Introducing WaveSpeedAI LTX 2 19b Text-to-Video on WaveSpeedAI

LTX-2 19B Launches on WaveSpeedAI: Text-to-Video Generation with Synchronized Audio

The race to create production-ready AI video generators just reached a new milestone. LTX-2 19B, Lightricks’ groundbreaking text-to-video foundation model, is now available on WaveSpeedAI—bringing synchronized audio-video generation, multiple performance modes, and up to 20-second clips to creators, marketers, and developers.

Unlike traditional video AI models that generate silent clips requiring separate audio post-production, LTX-2 19B produces complete audiovisual experiences in a single pass. Footsteps sync perfectly with walking animations. Ambient soundscapes match the visual environment. Speech-like tones and environmental audio emerge naturally from your text prompt—no audio editing required.

What is LTX-2 19B?

LTX-2 19B is the first DiT-based (Diffusion Transformer) audio-video foundation model to combine synchronized sound and video generation in one unified system. With 19 billion parameters, it represents a fundamental architectural shift in how AI generates multimedia content.

Released by Lightricks in late 2025 and now fully open-sourced, LTX-2 has already been recognized as one of the most developer-friendly video AI models on the market. It runs efficiently on consumer GPUs, delivers production-ready outputs at resolutions up to 1080p, and—critically for WaveSpeedAI users—is available through a ready-to-use REST API with no cold starts and affordable per-second pricing.

The model supports flexible aspect ratios (16:9 landscape and 9:16 vertical), variable durations from 5 to 20 seconds, and three resolution tiers (480p, 720p, 1080p) to balance quality, speed, and cost.

Key Features That Set LTX-2 Apart

Synchronized Audio-Video Generation

The defining feature of LTX-2 is its ability to generate audio that naturally aligns with visual content. When you prompt for “a thunderstorm over a city skyline,” you get lightning flashes and the rumble of thunder. A “jazz pianist performing in a dim club” produces not just animated hands on keys, but the ambient soundscape of a live performance.

This isn’t background music layered on top—it’s contextual audio generated through the same diffusion process that creates the visuals, ensuring temporal and semantic alignment.

Production-Ready Quality

LTX-2 19B has been benchmarked against top-tier competitors like Sora 2 and Kling 2.6. While Sora 2 leads in photorealism for certain use cases, LTX-2 delivers a compelling balance: naturally reactive characters, temporally consistent motion, and—uniquely—20-second video generation, compared to Sora 2’s 12-second cap.

According to industry comparisons, LTX-2 achieves near-parity with Sora 2 in visual quality while costing approximately 40% less per generation and offering longer duration outputs.

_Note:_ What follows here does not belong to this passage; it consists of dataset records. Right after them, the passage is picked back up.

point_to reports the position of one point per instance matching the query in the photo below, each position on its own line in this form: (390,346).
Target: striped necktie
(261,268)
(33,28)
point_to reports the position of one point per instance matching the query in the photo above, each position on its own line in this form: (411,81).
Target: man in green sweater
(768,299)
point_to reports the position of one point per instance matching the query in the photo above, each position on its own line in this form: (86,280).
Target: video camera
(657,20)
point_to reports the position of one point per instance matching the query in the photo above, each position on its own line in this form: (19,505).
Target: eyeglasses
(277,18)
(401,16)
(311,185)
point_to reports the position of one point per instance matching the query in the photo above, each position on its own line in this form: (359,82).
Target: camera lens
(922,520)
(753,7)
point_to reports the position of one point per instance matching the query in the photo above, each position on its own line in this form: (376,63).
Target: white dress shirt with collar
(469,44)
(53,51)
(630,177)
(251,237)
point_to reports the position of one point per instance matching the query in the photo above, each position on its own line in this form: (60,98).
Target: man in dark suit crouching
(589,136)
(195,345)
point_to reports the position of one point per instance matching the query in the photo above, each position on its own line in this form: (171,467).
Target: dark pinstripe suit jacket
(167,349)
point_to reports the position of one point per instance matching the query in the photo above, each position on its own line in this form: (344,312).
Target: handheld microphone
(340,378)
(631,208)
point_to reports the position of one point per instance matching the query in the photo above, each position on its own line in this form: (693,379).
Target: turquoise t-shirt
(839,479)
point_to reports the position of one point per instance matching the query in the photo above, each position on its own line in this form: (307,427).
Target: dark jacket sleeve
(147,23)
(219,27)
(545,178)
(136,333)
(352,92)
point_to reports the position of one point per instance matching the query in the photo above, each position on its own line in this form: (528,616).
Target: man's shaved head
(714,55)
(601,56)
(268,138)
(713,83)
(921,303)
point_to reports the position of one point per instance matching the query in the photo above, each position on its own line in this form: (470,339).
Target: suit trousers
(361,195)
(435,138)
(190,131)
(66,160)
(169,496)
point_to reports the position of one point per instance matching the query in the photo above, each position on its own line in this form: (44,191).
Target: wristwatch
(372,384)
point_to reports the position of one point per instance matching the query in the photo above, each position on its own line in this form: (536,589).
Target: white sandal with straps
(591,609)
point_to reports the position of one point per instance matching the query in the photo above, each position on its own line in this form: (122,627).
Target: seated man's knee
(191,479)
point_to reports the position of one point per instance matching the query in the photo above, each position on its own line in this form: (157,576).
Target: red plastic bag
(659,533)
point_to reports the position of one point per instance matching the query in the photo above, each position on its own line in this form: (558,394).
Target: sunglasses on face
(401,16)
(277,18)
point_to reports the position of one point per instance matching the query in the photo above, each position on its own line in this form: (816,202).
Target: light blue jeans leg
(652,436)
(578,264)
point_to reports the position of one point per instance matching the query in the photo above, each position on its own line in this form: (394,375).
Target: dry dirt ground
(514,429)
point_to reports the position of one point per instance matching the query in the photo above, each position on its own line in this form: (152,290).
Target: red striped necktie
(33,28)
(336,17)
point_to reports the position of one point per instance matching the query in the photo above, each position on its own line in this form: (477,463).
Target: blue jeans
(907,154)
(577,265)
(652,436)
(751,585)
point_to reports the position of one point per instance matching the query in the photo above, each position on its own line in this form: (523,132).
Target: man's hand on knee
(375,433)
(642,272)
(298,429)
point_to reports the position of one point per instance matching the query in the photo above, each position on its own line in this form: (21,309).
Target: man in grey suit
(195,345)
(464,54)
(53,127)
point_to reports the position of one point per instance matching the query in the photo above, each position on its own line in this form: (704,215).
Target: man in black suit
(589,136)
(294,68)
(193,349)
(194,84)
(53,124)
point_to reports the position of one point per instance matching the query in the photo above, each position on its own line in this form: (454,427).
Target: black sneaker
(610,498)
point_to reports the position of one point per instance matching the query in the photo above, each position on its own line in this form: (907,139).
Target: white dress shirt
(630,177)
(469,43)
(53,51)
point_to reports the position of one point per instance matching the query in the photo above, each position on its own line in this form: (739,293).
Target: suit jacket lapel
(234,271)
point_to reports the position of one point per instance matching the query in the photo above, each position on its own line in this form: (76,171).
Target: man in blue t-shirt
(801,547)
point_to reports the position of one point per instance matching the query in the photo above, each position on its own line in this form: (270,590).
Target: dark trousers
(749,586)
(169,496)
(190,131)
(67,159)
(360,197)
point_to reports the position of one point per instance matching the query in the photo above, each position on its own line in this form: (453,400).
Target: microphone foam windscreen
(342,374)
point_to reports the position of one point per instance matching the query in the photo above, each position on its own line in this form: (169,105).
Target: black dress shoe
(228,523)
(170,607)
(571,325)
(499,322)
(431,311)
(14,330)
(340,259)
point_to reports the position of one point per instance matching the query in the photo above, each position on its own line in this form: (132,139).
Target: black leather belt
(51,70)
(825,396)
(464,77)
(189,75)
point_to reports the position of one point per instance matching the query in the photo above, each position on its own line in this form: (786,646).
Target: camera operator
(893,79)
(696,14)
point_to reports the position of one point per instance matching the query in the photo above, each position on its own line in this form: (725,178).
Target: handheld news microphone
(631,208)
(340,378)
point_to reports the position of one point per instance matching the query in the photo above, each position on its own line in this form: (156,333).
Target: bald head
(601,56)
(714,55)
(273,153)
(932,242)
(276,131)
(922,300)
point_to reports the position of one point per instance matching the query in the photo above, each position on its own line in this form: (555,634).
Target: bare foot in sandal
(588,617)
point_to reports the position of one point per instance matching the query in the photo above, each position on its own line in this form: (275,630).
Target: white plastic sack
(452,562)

Flexible Resolution and Aspect Ratios

WaveSpeedAI’s implementation gives you full control over output format:

480p: Fast iteration, lowest cost—ideal for rapid prototyping and testing multiple prompts
720p: Balanced quality and cost, suitable for most social media and web use cases
1080p: Maximum detail for final deliverables, presentations, and high-end content

You can switch between 16:9 landscape (YouTube, desktop) and 9:16 vertical (TikTok, Instagram Reels, Stories) to match platform requirements without additional tooling.

Variable Duration Control

Generate clips from 5 to 20 seconds—long enough to establish a narrative beat, show a product demo, or create a complete social media snippet. This extended duration sets LTX-2 apart from competitors and reduces the need for stitching multiple generations together.

Real-World Use Cases

Create TikTok, Reels, and Stories with built-in audio in seconds. No need for separate audio sourcing, licensing, or manual syncing. Prompt “skateboarding through a neon-lit tunnel” and get a complete clip ready to upload.

Product Demonstrations

Generate promotional videos with ambient sound that enhances the visual narrative. A prompt like “coffee being poured into a ceramic mug in a sunlit kitchen” produces steam, motion, and the sound of liquid hitting porcelain.

Marketing and Advertising

Produce ad content with cohesive audiovisual design. LTX-2’s ability to generate contextually appropriate audio means your product shots come with matching soundscapes—no stock audio library required.

Prototyping and Concept Visualization

Quickly visualize ideas for stakeholder reviews. Iterate at 480p to test prompt variations, then render finals at 1080p once the concept is locked. The fixed seed parameter ensures reproducibility across iterations.

Content Creators and YouTubers

Generate B-roll, intros, or narrative sequences with synchronized sound. The 20-second duration window is ideal for establishing shots, transitions, or standalone story beats.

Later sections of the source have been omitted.